Nobody wants to rejoice in a famine that is less severe than it could have been in the past, especially the families it puts at risk, and especially knowing that future conflicts or climate crises can always cause another.

erratic optimism

However, the feeling that the world is getting worse isn’t universal.

In fact, it is mostly in the hands of residents of rich countries like the United States.

Polls after polls found that most people in low- and middle-income countries like it Kenya or Indonesia tend to express optimism about the future, both for themselves and for their companies.

These countries make up the majority of the world’s population, suggesting that optimism is, believe it or not, the prevailing global norm of mood.

These countries, after all, are the places where the long-term gains in health and well-being are greatest pronounced.

Many of these regions also experienced decades of civil strife and unrest during the Cold War, when the United States and the Soviet Union treated them as battlefields, supporting despots and rebels.

But these same polls also tend to find that in rich countries the majority of respondents express pessimism about the future.

Much of this could be due to economic mobility, rather than global headlines.

People in low-income countries tend to believe that they will be better off financially in the future, while people in rich countries consider it unlikely.

But about pessimism Personal circumstances of one can easily become pessimistic about the world.

Polls in the United States have found that people who see little hope for personal financial progress also feel the country as a whole is deteriorating and disapprove of political leaders.

The erosion of safe jobs for the working class, as manufacturing workers flee overseas and trade unions weaken, is believed to have accelerated much of the Western populist reaction.

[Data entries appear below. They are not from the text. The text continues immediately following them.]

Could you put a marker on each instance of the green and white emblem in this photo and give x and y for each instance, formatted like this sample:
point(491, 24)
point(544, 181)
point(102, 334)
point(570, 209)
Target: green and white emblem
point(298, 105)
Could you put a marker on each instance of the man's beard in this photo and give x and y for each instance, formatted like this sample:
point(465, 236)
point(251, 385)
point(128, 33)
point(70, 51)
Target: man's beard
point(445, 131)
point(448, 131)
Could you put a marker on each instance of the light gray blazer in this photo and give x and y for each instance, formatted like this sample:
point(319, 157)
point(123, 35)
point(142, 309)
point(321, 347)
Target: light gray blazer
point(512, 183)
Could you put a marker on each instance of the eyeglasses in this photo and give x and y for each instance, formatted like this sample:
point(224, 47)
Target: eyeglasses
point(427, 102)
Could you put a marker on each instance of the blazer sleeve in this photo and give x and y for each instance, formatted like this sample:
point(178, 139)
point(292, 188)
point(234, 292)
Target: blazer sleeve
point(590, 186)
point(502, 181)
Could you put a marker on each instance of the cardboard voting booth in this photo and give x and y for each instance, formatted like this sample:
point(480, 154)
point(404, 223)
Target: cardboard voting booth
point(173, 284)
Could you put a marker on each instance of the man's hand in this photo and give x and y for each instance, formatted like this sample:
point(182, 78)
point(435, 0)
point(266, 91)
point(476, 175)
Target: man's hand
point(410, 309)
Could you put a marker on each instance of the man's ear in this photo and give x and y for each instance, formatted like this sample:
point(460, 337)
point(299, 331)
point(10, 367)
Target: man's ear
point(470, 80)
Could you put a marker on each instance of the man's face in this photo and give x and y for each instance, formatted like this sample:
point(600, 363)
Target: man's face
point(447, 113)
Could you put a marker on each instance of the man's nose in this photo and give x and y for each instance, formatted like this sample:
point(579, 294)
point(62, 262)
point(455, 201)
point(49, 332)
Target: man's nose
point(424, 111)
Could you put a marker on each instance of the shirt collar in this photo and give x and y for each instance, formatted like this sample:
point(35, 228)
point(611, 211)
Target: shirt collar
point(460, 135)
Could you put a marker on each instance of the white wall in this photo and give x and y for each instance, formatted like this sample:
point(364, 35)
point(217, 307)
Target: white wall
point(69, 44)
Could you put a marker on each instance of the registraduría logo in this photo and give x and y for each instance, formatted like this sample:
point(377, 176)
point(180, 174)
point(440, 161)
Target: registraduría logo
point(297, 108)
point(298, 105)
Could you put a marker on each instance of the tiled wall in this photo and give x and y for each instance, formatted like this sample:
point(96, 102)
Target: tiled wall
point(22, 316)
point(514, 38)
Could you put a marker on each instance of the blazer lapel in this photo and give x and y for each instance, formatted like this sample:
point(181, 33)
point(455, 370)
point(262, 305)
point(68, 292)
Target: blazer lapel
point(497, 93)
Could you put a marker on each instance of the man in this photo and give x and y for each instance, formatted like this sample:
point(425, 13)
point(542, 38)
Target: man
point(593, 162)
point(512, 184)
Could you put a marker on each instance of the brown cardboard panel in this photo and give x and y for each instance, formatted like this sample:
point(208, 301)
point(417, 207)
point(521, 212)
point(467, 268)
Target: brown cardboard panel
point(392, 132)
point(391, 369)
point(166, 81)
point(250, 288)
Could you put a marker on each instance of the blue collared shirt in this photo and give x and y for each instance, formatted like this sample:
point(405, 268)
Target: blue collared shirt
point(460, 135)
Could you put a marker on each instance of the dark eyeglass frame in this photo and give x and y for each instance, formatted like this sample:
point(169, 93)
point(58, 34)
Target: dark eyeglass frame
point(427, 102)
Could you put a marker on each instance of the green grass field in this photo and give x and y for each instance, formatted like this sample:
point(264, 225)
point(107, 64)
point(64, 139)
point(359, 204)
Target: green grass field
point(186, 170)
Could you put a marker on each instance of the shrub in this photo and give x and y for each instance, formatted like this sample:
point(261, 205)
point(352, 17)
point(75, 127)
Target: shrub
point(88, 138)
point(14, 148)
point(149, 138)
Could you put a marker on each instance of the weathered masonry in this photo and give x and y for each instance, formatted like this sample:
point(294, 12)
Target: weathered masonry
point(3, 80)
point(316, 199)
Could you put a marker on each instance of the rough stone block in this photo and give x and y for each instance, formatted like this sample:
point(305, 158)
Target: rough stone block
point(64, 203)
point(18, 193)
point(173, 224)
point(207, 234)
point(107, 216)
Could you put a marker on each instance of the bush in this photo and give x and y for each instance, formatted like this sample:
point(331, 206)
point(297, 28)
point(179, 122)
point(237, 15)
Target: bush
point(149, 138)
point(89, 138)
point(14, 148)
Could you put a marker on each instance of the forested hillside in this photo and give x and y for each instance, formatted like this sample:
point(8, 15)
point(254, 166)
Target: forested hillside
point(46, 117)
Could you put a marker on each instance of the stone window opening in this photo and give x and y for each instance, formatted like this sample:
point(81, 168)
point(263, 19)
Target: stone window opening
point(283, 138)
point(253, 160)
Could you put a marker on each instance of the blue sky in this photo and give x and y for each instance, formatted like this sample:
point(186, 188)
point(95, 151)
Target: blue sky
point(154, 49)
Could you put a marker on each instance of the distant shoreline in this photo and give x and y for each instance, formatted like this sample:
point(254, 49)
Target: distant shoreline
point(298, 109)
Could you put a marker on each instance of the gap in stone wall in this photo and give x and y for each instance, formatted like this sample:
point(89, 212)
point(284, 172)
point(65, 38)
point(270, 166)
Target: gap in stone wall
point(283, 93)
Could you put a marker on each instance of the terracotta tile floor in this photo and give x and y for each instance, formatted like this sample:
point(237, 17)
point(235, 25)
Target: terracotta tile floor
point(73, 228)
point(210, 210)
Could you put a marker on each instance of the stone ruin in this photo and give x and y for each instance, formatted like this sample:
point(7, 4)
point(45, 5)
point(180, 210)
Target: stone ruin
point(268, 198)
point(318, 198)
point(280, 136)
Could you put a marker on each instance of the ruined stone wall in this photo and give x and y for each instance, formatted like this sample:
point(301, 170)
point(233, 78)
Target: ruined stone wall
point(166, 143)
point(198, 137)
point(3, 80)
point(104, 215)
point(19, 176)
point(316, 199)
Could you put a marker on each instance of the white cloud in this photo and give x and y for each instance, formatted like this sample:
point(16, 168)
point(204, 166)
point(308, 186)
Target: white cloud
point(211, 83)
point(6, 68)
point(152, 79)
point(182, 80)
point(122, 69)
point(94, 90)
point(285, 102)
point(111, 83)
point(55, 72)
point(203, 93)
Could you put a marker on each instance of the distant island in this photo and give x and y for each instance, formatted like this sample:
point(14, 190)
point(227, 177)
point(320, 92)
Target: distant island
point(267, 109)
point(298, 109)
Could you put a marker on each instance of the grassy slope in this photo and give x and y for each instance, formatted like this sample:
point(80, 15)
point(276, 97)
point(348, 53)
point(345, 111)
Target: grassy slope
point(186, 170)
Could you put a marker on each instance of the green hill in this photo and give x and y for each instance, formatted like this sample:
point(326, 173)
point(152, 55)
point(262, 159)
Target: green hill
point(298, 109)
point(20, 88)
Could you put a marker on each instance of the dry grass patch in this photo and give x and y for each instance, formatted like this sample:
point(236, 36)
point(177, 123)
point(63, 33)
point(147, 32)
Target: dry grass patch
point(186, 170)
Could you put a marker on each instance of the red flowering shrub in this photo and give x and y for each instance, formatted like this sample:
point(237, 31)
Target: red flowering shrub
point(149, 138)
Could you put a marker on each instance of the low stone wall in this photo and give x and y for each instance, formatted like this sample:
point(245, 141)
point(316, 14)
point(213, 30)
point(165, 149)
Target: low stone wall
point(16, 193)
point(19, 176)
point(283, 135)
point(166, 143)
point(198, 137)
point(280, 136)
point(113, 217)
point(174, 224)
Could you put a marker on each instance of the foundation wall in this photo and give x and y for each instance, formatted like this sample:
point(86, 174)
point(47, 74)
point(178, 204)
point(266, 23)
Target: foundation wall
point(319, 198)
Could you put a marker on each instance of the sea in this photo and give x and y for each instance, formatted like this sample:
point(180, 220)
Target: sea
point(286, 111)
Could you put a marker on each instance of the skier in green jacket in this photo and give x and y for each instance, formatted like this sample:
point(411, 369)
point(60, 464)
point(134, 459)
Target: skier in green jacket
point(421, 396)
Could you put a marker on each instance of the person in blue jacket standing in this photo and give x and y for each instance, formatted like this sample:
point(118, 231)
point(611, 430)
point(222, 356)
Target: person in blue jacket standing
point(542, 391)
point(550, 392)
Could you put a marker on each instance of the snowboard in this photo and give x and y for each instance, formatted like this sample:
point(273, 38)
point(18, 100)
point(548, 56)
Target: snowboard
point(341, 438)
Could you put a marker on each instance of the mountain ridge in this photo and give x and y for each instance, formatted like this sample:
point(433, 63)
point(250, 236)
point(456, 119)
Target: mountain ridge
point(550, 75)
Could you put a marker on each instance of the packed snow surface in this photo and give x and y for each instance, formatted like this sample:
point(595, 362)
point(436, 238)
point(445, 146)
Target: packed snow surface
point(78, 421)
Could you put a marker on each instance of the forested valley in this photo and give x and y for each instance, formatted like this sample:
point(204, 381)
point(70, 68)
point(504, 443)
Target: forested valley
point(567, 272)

Unsurprisingly, from this perspective, Americans viewed the 1990s as a time of global peace and prosperity, even though it was primarily a time of peace and prosperity for Americans.

But stagnant economic fortunes aren’t the only cause for pessimism in rich countries.

Of all the metrics that show steady improvement in the world, there is one that the world really has to deal with dramatic and destabilizing erosion:

democracy.

An era of democratic decline

For seven decades, the number of countries considered to be democratic has grown.

The average quality of these democracies – fairness in elections, the rule of law and the like – has also steadily improved.

However, that increase began to decline about 20 years ago.

And for five or six years, researchers have found that the number of democracies in the world has been reduced for the first time since World War II.

Existing democracies are also becoming less democratic, more polarized and more prone to political dysfunction or total collapse.

Consider the rise of strongman rule in Hungary, Philippines or Russiaattacks on courts in PolandHindu extremism in Indiafears of a power cling Brazil.

These can be particularly serious cases, but they are the forefront of a global trend.

The same is true of the United States, a country widely described by democracy observers as being in a phase of a sustained erosion.

As richer countries are more likely to be democratic, they are more likely to be affected by this trend.

This may speak to the growing pessimism in those countries.

It can also help explain why, to Americans, it may seem that the world as a whole is falling apart.

For Americans who have spent most of their lives in a secure and stable society, the transition to a seemingly never-ending political crisis is destabilizing.

It can make the world seem darker and scarier, which can also make you feel more distant events scary or more annoying.

People naturally look for role models in the world.

Experience something once, especially if that experience is traumatic, and you will start seeing it everywhere.

For Americans who have suddenly tuned in to say, internal threats of election theft or civil unrest, similar events taking place overseas will suddenly be heard. much more visceral.

This can add up.

A handful of distant crises that Americans might have dismissed as unrelated 30 years ago may, today, seem connected.

It might even seem like evidence of a global collapse.